Some miscellania, I'm calling this function to set scriptNode up:

scriptNode = firstPart.audioCtx.createScriptProcessor(2048, 0, numParts);

Where numParts is the number of sources. I'm also setting scriptNode's channelCountMode to 'explicit' and channelInterpretation to 'speakers'. One of these settings may end up being important, but I couldn't find out anything when trying to fiddle with the settings.

The Problem

When I actually test my code with this architecture, I will get the following behavior based on the number of parts I choose. The panning sliders are tied to the panner node's "pan" values for each respective source.

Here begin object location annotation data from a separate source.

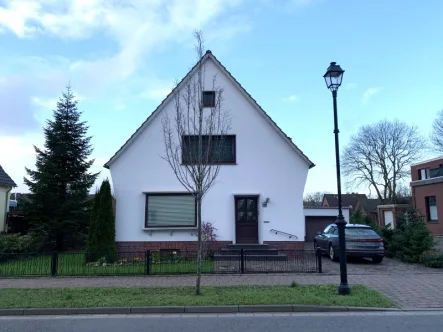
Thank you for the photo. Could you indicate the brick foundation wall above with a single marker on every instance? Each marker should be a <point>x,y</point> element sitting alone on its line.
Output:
<point>141,246</point>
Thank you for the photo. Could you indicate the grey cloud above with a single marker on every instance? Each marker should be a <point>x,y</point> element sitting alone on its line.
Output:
<point>16,109</point>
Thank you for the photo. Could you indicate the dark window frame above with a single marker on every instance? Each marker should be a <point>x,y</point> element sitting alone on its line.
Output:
<point>428,210</point>
<point>208,94</point>
<point>234,147</point>
<point>147,194</point>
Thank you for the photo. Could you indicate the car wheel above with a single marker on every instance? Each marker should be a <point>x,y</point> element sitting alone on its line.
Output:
<point>332,254</point>
<point>377,260</point>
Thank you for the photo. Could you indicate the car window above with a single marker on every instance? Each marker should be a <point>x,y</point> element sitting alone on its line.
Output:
<point>360,232</point>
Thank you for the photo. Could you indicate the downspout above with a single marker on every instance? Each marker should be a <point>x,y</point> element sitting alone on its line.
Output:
<point>5,229</point>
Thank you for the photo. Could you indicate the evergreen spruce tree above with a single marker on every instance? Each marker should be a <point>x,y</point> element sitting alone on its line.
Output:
<point>91,244</point>
<point>60,183</point>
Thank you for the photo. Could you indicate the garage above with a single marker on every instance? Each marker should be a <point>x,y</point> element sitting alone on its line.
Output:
<point>314,224</point>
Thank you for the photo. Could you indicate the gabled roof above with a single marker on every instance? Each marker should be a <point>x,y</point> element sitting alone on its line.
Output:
<point>208,55</point>
<point>5,179</point>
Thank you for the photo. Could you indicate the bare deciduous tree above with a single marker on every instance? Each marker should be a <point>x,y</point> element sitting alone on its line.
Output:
<point>437,133</point>
<point>195,138</point>
<point>314,199</point>
<point>379,156</point>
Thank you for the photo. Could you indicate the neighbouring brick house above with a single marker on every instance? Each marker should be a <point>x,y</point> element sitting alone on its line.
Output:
<point>427,192</point>
<point>368,206</point>
<point>387,213</point>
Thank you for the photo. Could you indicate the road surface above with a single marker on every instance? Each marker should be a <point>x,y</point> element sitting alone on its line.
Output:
<point>345,322</point>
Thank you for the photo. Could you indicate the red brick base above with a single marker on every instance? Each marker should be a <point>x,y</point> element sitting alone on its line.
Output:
<point>141,246</point>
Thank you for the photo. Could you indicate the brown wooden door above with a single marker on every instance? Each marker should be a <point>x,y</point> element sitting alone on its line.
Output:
<point>246,219</point>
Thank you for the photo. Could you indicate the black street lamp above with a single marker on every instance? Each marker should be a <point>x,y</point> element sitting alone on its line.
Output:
<point>333,78</point>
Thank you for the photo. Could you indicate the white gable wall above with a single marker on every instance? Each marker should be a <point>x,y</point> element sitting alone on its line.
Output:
<point>267,165</point>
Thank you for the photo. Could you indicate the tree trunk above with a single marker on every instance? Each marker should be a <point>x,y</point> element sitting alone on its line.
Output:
<point>199,247</point>
<point>59,239</point>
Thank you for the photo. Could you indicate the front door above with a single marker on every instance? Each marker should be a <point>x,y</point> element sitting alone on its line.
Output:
<point>246,219</point>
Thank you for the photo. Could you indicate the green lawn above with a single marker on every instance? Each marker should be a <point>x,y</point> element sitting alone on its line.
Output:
<point>73,265</point>
<point>135,296</point>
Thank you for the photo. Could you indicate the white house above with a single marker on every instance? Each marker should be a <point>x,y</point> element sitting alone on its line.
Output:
<point>6,185</point>
<point>258,197</point>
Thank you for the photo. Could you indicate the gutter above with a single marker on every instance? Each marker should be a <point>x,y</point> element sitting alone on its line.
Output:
<point>5,229</point>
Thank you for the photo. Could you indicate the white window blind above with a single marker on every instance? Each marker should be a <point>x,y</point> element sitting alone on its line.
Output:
<point>170,210</point>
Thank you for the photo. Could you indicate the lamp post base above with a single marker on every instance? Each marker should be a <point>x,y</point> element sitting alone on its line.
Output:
<point>344,289</point>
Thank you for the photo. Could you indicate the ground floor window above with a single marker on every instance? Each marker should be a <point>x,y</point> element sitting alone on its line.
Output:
<point>170,210</point>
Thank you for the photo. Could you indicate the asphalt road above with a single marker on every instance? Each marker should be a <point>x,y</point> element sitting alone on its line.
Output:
<point>345,322</point>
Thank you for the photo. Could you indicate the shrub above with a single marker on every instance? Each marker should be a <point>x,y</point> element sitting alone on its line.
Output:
<point>411,238</point>
<point>15,244</point>
<point>432,258</point>
<point>101,237</point>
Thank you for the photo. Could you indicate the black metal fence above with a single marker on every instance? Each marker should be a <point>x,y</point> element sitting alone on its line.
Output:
<point>165,262</point>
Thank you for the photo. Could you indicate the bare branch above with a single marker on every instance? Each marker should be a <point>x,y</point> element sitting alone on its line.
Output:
<point>195,137</point>
<point>437,133</point>
<point>379,156</point>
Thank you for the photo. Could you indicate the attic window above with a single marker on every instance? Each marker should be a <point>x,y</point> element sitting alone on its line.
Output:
<point>208,98</point>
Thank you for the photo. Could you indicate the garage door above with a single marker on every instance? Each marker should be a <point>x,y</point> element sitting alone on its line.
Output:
<point>316,224</point>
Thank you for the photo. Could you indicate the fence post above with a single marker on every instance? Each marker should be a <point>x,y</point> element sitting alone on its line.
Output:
<point>319,263</point>
<point>242,260</point>
<point>147,261</point>
<point>54,264</point>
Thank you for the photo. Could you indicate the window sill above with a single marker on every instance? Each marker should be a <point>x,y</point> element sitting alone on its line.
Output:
<point>177,228</point>
<point>171,230</point>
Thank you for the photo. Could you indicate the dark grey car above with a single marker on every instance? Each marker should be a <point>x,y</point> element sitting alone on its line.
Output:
<point>361,241</point>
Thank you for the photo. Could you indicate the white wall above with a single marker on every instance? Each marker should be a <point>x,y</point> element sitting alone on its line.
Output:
<point>325,212</point>
<point>267,165</point>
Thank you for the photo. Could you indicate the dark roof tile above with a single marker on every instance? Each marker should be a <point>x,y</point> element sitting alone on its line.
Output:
<point>5,179</point>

  • numParts=1 : Mono output, panning with a slider doesn't do anything but affect the volume of the output (stronger toward the middle). I imagine this is a byproduct of downmixing to mono from a panner.
  • numParts=2 : Stereo output, one hard left, one hard right. Panning both channels with a slider doesn't do anything.
  • numParts=3 : Same as =2, but third channel is silent.
  • numParts=4 : Similar to =2, now all channels work again, they are panned hard in an L/R/L/R order. Panning with a slider again doesn't do anything.

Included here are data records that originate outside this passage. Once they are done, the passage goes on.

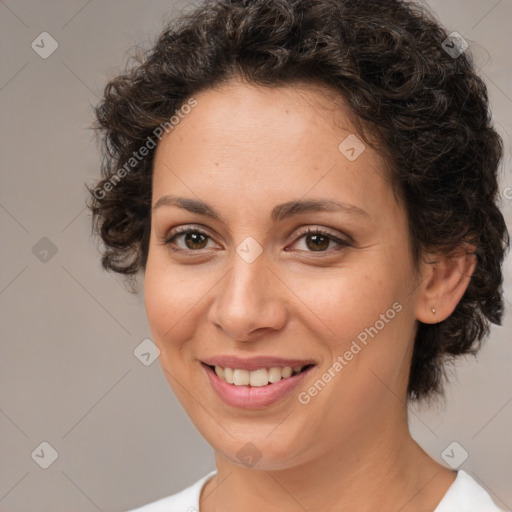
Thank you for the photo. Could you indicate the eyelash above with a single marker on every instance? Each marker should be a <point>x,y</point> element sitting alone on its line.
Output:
<point>168,240</point>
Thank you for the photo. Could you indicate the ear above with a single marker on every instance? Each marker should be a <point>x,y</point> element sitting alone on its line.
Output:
<point>445,279</point>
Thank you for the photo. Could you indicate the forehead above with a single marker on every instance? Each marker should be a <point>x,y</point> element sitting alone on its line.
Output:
<point>283,142</point>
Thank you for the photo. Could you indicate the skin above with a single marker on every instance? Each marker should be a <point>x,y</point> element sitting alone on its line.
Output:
<point>244,149</point>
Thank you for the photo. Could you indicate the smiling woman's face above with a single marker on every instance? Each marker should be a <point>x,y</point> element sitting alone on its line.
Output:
<point>252,285</point>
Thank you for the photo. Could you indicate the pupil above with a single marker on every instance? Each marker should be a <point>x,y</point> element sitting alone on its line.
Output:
<point>316,246</point>
<point>193,237</point>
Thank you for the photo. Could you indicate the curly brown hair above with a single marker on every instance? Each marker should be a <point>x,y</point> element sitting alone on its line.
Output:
<point>427,109</point>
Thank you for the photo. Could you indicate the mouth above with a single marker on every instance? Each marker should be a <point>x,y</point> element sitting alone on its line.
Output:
<point>256,388</point>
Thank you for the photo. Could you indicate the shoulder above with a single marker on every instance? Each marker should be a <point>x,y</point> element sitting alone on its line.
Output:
<point>466,495</point>
<point>186,500</point>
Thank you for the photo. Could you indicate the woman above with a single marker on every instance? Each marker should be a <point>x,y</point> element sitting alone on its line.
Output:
<point>310,190</point>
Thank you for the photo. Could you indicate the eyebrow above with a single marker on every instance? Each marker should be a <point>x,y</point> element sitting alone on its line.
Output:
<point>279,212</point>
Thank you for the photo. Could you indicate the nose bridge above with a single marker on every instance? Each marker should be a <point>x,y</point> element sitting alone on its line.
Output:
<point>247,299</point>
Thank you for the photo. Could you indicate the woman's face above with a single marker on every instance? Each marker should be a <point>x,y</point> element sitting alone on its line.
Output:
<point>251,290</point>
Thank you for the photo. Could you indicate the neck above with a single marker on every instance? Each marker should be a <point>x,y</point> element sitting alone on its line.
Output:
<point>380,470</point>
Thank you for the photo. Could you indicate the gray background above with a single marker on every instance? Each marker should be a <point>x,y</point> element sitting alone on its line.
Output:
<point>68,375</point>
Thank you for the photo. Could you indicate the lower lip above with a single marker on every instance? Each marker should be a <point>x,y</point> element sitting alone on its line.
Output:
<point>249,397</point>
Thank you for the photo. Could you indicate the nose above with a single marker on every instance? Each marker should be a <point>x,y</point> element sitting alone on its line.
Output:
<point>250,302</point>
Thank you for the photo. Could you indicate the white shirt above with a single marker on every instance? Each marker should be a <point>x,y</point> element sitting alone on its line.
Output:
<point>464,495</point>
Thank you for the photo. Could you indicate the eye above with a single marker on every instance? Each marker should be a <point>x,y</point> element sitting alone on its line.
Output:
<point>317,240</point>
<point>195,240</point>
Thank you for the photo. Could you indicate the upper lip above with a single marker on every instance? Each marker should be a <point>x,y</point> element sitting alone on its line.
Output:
<point>255,363</point>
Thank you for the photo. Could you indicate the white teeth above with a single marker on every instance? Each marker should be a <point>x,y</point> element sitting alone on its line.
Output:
<point>274,375</point>
<point>240,377</point>
<point>256,378</point>
<point>228,375</point>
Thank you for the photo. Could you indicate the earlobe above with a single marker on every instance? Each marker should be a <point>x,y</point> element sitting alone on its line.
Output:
<point>444,286</point>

This behavior seems to fall in line with the channelInterpretation description, but what I want is to have panning work for each source separately, regardless of the number of channels I use. And I'd still like to use channels because each of my sources expect to write to a mono buffer.

Is there an architectural tweak I can make to keep this multi-channel strategy and achieve what I'm looking for?

Code Snippets

Relevant parts of current code based on my statements above alongside attempts to fix the problem. Edit: Thanks to the comments below, I managed to find the issue. I called out the one-line fix so this code can be used as reference later.

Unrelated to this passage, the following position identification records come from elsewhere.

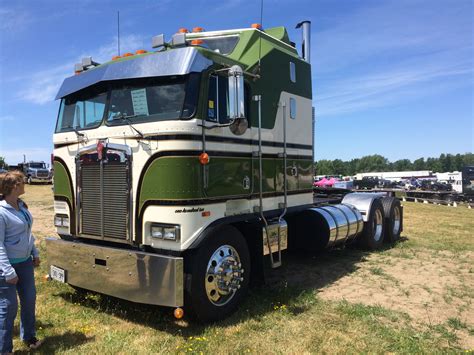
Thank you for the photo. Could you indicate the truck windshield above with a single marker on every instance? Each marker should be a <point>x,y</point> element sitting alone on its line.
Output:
<point>137,100</point>
<point>37,165</point>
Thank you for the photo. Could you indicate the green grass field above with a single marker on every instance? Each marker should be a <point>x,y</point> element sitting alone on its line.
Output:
<point>415,297</point>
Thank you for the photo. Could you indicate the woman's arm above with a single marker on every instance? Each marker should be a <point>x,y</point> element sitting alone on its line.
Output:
<point>5,266</point>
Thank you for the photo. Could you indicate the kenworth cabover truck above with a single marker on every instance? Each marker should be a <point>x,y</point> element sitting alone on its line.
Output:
<point>181,172</point>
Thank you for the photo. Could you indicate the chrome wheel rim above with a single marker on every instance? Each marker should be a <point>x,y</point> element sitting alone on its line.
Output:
<point>224,275</point>
<point>378,225</point>
<point>396,221</point>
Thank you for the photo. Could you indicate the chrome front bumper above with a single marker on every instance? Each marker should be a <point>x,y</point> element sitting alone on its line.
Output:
<point>128,274</point>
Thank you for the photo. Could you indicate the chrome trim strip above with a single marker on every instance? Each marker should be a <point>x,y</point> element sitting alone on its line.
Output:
<point>179,61</point>
<point>127,274</point>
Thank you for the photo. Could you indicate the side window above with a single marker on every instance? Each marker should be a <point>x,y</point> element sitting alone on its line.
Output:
<point>292,72</point>
<point>292,108</point>
<point>218,99</point>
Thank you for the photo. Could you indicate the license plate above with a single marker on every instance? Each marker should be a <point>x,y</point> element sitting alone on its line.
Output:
<point>57,274</point>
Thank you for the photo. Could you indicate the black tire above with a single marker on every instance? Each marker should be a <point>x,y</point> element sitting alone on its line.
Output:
<point>393,219</point>
<point>206,299</point>
<point>373,233</point>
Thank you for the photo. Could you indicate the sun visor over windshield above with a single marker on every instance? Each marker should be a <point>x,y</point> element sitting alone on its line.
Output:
<point>179,61</point>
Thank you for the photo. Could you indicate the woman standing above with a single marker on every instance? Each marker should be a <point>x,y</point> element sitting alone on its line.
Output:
<point>18,256</point>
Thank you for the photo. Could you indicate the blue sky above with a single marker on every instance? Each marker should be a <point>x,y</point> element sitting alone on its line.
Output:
<point>389,77</point>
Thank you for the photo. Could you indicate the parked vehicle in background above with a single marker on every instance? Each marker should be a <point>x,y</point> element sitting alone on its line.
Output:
<point>36,171</point>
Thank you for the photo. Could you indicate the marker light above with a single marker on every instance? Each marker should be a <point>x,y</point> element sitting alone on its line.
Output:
<point>178,313</point>
<point>204,158</point>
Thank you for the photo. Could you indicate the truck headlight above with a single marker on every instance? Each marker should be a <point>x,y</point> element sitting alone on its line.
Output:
<point>61,220</point>
<point>166,232</point>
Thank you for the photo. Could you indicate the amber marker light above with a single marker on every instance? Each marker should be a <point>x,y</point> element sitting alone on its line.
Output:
<point>204,158</point>
<point>178,313</point>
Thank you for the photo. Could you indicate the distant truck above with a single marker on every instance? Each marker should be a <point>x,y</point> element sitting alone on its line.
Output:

Audio processing function. Only the first synth (source) sets up this callback:

function customAudioProcessCallback( audioProcessingEvent )
    // First synth - process audio for all synths!

    const outputBuffer = audioProcessingEvent.outputBuffer;

    for ( var i = 0; i < numParts; i++ ) {

    // Each part writes to one channel.

    synthParts[ i ].synthesize(outputBuffer.getChannelData( i ), outputBuffer.length);


Relevant snippet of the play function:

function play()
    const contextClass = (window.AudioContext || window.webkitAudioContext || window.mozAudioContext || window.oAudioContext || window.msAudioContext);
    synthParts[ 0 ].audioCtx = new contextClass();

    synthParts[ 0 ].scriptNode = synthParts[ 0 ].audioCtx.createScriptProcessor ? synthParts[ 0 ].audioCtx.createScriptProcessor(2048, 0, numParts+1) : synthParts[ 0 ].audioCtx.createJavaScriptNode(2048, 0, numParts+1); // 2048, 0 input channels, ? outputs
    synthParts[ 0 ].scriptNode.onaudioprocess = customAudioProcessCallback;
    synthParts[ 0 ].scriptNode.channelCountMode = 'explicit';
    synthParts[ 0 ].scriptNode.channelInterpretation = 'speakers';

    // Set up splitter and panners for all channels
    var splitter = synthParts[ 0 ].audioCtx.createChannelSplitter( numParts+1 );

    for ( var i = 0; i < numParts; i++ ) {

        panList[ i ] = synthParts[ 0 ].audioCtx.createStereoPanner();
        panList[ i ].pan = panValues[ i ];


    // Connection:
    // scriptNode -- splitter -+-- panner1 --+- destination
    //                         \-- panner. --/
    //                         \-- pannerN --/

    synthParts[ 0 ].scriptNode.connect(splitter);

    for ( var i = 0; i < numParts; i++ ) {

        splitter.connect( panList[ i ], i);

        // This line used to read: 
        //    panList[ i ].connect( synthParts[ 0 ].audioCtx.destination, 0, i );
        // However, this was connecting multiple parts to the input of the audio context destination, which is limited to 1 input. The correct call is below.
        panList[ i ].connect( synthParts[ 0 ].audioCtx.destination );



A PannerNode always produces stereo output. When you connect the panner output to one of the input to a merger, the stereo output from the panner is downmixed to mono, effectively removing much of the panning effect.

Some information is missing, but I don't see why you need a merger. You can send the stereo output from each panner directly to the destination. The destination will mix the stereo output from each panner appropriately, preserving the panning effect.